On days like today, when fatigue causes me to sleep longer than usual, when I am so pressed for time that my prayers are rushed and mechanical, I can tell the difference. If I missed a meal or forgot to brush my teeth or neglected to dress in clean clothes, the effect would be no more dramatic than the missed appointment in the great throne room of grace.
So today, I felt in my soul's bones the want of spiritual intimacy, the vital presence that has come to be more precious to me than oxygen. Not only was I spiritually cold, I was spiritually unarmed. And unarmed is no way to be when one faces a day like today.
I met with a nursing home admissions director today at lunch. He generously allowed me to pick his brain for a long time, answered my questions, gave me good advice, and offered counsel if I need it in the future. But his words, his advice, his information...they were heavy, burdensome, worrisome, ominous. We have much work to do in order to help Mother, and time is of the essence, and there are many obstacles before us. Even with the firsthand knowledge of how faithful the Father is, I felt myself become overwhelmed this afternoon. I was low and dark, and my heart was sick within me.
When I left for work, the girls all said, "Goodnight, PeePaw. See you in the morning." I waved and said, "See y'all tomorrow."
When I got home, I cleaned up a few things, then sat down to study for my upcoming Sunday School class on the four gospels. I went pretty quickly into a little private place, lost in the words of scripture and commentators. And then there was a knock at the door. But the knock sounded funny. It was coming from the front door. I went to the door and opened it, and there were...five of the ladies from work. Lisa, Sally, Sandy, Jamie, and Holly. I stared at them for a long time, and then they all shouted, "Hi, PeePaw!"
Butternut hissed at them, naturally.
I finally invited them into the house and in they came, each carrying something in her arms. When all were inside, they went to the kitchen and placed an entire feast on the counters. Fried chicken, home-canned green beans, home grown creamed corn, yeast rolls, four kinds of fresh sliced fruit, brownies, coffee cake, and some sort of ambrosia-like dessert made of CoolWhip, oranges, pineapples, and coconut. They even brought styrofoam plates and plastic cutlery and napkins so we wouldn't have to do dishes.
"Why?" I asked.
"Because we love you. Because we wanted to."
I pressed for a better reason, but all I got was, "You're going through a bad time now. We love you and MeeMaw and didn't want you to have to worry about cooking, at least for a night or two."
God uses means to accomplish His methods, and the means He used in sending the girls to our home tonight have left us humbled, grateful, and full of love for Him Who has loved us before He brought us into being.

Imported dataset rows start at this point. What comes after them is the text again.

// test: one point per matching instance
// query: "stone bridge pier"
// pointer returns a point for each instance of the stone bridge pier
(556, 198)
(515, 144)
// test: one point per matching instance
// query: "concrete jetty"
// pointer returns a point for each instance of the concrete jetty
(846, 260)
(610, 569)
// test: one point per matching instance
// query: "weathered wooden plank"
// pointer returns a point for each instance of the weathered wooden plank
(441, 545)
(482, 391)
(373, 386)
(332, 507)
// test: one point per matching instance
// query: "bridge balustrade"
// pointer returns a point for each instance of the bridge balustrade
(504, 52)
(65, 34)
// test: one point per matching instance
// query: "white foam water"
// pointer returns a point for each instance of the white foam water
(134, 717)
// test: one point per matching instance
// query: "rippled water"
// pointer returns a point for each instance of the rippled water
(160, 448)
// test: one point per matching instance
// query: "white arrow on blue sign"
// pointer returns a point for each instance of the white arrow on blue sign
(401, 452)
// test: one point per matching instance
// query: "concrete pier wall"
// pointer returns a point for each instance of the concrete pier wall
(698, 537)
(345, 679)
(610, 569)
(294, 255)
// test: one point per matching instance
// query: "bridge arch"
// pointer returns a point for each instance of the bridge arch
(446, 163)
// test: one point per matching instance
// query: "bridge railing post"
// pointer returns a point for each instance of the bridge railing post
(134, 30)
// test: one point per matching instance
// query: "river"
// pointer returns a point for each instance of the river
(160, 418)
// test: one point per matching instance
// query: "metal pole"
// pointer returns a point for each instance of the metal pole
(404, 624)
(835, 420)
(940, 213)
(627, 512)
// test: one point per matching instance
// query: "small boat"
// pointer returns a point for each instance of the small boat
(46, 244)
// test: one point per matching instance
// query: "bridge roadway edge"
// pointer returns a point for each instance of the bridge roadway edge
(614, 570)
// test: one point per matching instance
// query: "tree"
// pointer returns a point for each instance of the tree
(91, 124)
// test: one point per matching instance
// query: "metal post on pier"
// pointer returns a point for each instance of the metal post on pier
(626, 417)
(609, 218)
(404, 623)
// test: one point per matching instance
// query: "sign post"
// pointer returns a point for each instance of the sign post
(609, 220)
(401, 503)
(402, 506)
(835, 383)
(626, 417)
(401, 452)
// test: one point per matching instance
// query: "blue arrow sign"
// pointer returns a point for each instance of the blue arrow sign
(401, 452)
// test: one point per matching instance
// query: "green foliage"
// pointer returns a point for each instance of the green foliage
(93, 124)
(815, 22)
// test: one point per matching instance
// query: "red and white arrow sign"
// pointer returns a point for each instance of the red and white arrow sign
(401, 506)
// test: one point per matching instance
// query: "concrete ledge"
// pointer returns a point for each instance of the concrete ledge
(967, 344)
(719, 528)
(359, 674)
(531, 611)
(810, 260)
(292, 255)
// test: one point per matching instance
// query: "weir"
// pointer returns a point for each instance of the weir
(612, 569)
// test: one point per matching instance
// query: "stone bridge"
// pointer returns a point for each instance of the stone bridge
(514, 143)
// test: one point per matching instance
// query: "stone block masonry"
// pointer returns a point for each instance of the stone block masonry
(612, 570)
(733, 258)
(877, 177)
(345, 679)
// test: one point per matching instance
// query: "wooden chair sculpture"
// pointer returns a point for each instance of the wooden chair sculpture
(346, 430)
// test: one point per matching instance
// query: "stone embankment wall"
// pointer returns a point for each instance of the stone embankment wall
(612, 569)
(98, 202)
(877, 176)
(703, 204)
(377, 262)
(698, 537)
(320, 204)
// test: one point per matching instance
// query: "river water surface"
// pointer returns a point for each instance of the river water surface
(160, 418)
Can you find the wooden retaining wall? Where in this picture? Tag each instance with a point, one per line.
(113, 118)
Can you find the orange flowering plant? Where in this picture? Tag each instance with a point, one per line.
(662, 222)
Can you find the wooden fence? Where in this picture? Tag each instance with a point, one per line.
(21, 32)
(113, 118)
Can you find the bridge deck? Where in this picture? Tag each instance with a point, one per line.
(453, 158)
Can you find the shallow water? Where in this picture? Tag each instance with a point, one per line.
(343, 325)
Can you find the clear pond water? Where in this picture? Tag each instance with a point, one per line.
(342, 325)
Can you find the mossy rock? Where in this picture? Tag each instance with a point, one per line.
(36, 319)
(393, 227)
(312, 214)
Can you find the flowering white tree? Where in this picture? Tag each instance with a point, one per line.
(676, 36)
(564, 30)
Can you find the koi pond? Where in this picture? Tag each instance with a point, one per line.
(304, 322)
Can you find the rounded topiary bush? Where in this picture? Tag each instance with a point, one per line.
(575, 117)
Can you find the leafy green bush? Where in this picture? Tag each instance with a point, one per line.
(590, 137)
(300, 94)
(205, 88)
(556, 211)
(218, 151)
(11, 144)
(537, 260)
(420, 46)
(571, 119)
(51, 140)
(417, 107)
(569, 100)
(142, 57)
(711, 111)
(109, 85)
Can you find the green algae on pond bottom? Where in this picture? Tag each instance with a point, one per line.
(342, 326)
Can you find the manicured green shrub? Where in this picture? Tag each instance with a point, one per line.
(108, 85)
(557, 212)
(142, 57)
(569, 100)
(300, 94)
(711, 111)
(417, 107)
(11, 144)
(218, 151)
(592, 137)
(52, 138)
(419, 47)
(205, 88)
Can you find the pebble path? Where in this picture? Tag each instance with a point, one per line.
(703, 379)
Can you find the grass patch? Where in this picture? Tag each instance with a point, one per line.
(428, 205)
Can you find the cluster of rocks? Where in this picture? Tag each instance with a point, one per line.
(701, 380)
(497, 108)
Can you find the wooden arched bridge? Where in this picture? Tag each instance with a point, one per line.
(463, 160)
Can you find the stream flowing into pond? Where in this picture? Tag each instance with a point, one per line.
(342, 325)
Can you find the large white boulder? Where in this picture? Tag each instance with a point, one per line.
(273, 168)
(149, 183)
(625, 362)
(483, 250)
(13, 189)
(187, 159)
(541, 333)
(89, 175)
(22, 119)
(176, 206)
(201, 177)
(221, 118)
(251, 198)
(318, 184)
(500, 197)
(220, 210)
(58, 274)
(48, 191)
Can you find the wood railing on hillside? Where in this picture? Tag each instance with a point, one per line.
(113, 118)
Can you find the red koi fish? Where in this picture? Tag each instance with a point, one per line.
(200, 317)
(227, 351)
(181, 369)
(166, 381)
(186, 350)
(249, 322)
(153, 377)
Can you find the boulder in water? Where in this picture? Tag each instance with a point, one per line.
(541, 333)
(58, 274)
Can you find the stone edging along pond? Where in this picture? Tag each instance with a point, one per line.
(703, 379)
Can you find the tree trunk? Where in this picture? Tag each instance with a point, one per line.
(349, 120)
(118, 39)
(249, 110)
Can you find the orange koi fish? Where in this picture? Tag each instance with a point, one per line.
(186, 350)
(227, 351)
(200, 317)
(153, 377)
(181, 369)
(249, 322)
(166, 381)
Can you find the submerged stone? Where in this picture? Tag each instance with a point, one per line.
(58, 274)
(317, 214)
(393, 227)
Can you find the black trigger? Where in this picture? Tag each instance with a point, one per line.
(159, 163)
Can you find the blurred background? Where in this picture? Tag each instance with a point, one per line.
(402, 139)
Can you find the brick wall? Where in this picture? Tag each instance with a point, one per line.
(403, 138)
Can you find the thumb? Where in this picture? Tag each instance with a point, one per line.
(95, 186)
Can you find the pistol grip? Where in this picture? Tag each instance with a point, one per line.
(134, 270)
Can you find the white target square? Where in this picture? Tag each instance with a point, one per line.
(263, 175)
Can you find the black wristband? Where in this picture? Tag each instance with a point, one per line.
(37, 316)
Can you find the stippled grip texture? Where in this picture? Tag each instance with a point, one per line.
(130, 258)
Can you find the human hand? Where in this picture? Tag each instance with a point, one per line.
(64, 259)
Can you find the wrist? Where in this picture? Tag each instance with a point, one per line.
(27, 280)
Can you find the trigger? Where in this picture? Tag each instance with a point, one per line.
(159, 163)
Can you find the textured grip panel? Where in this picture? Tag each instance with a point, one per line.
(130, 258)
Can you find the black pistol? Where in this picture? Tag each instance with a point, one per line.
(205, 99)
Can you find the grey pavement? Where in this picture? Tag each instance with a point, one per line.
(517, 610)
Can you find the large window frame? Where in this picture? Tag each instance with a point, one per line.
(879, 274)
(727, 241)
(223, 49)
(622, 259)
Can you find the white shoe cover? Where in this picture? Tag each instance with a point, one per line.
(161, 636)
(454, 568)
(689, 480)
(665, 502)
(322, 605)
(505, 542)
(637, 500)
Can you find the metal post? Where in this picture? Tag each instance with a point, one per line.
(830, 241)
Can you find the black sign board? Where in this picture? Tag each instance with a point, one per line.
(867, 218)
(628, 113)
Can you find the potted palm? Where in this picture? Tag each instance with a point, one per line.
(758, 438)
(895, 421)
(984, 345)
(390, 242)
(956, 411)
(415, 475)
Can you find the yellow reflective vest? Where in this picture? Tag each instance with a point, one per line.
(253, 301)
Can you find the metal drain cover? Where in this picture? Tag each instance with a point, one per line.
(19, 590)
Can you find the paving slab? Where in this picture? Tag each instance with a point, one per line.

The girls wanted to get home to their own families (they drove a half-hour one-way just to come out and deliver the food), but they wanted a tour first. So we collectively toured the house, and then the yard, and most of the rest of us toured the south pasture while MeeMaw and Lisa sat in the house and visited. The girls picked ripe apples from our tree and declared them very tasty and fit for human consumption. Jamie asked if she can come back and pick some more for frying and for pies. I gave her our blessing, since we probably won't have the time to devote to a lot of apple picking in the coming days and weeks. Old Gus the Bassett hound came over and got lots of lovin' from the girls, too.
By 7:15, the girls were leaving, but we insisted on a photo. MeeMaw took one of us, and then I set the timer and got one of all of us together. Then each of the girls hugged both of us and told us that they loved us, and they drove away under the tulip poplars, waving back at us. We came inside and had a banquet.
We both feel refreshed. Blessed and refreshed. I started the day unarmed, and God ended it by encouraging and energizing me. Later, MeeMaw and I stood outside in the dark, staring up into the diamond-studded sky, and MeeMaw prayed that God would provide for our needs in the coming battle with my sister, the nursing home industry, and insurance companies. On such a night, how can we doubt that He will lead and provide? How can we ever doubt His faithfulness, seeing that He has never been anything but faithful?
And now MeeMaw is handing me a dish (one of the ones Mother gave us years ago) loaded with the ambrosia dessert and a slab of brownie. I must go and take victuals.
Oh, and by the way...MeeMaw was in on the whole thing. Conspiratorial women.